If I bought a bitcoin at $100 and sold it at $1,000 - who lost money trading with me? The person I bought it from because they could have kept it and made the money I made? No - they were happy to realise their own returns. The person I sold it to? Assuming they still have it, they hold something valued substantially above $1,000 and are quite happy.
The only way for this to be zero sum is if bitcoin has zero value. But bitcoin has at least some utility so now the market is just arguing over how much - and that value changes as bitcoin becomes more accepted / useful.
The only way the current crop of investors can make money is by getting even more newer investors (ie greater fools). Eventually such a scheme will fail because of the same reason that ponzi schemes fail.
Compare this to something like apple which has an additional cash in (ie the company's profits). So the apple investors can make money without needing more investors.
You make it sound like the market is two participants - me and the guy I took 300k from.
In reality, the market is broad as well as deep.
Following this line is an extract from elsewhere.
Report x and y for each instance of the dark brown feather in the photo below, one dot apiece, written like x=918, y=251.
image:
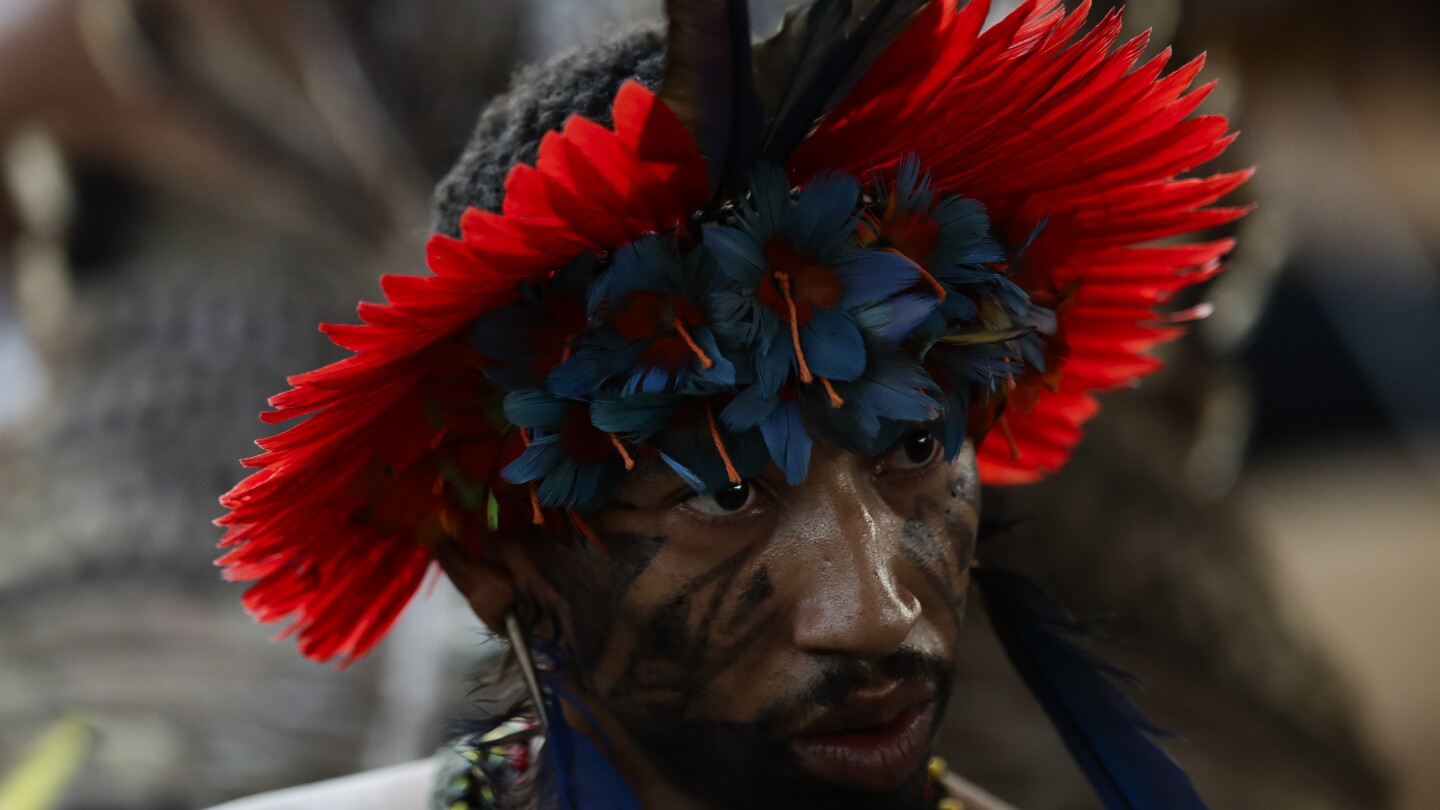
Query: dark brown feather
x=707, y=84
x=818, y=54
You can lose $10 on one project, make $20 on another, and come out with $10 profit overall. Someone else can reverse that trade and come out with $10 profit as well.
Your argument is wildly wrong because you cannot add negative numbers and make a positive. You simply invent random transactions to come up with a desired outcome, and refuse to look at the big picture.
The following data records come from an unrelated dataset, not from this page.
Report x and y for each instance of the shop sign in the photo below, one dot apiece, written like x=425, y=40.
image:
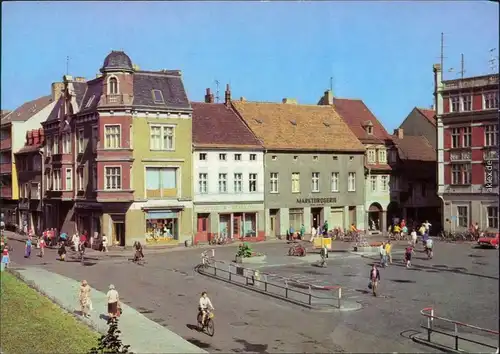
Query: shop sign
x=317, y=200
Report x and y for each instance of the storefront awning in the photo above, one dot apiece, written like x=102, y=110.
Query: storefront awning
x=162, y=214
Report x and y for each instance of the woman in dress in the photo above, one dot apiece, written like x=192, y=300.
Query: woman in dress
x=84, y=297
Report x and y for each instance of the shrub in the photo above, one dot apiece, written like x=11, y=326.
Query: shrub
x=111, y=342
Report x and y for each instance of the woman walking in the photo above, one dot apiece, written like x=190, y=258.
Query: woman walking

The whole cryptomarket is a negative sum game, because of the costs of electricity, bandwidth and personnel. For every dollar that goes into the whole cryptocurrency market to buy a coin, less than a dollar comes out, because some of that money is buying mining rigs and generator plants.
This is certain because there is a law of conservation of money in this case. Cryptocurrency neither creates nor destroys fiat currency, so the inputs and outputs have to net equal less than zero.
Why don't you try to come up with some sequence of actual transactions in a "toy" market with a small enough number of participants that you can work through it by hand, not forgetting to take out money from the pot for electricity, network, and personnel? You'll soon see that this network net destroys money - it doesn't create it.
If you don't believe it, I'll write you a math proof, but TBH if you don't understand the explanation above, you'll understand the math proof even less.
A market of one token that was initially worth nothing 1 year ago but the market now sees has value - let's say $100 - because it has some genuine utility - various companies have said they will accept it as payment for a variety of different products.
If you add all the cashflows for trading on this token over the year, $100 has been made. In fact the only way for these cashflows to sum to zero is for the token to be worth zero.
Where did that value come from? It came from the increased utility of the token.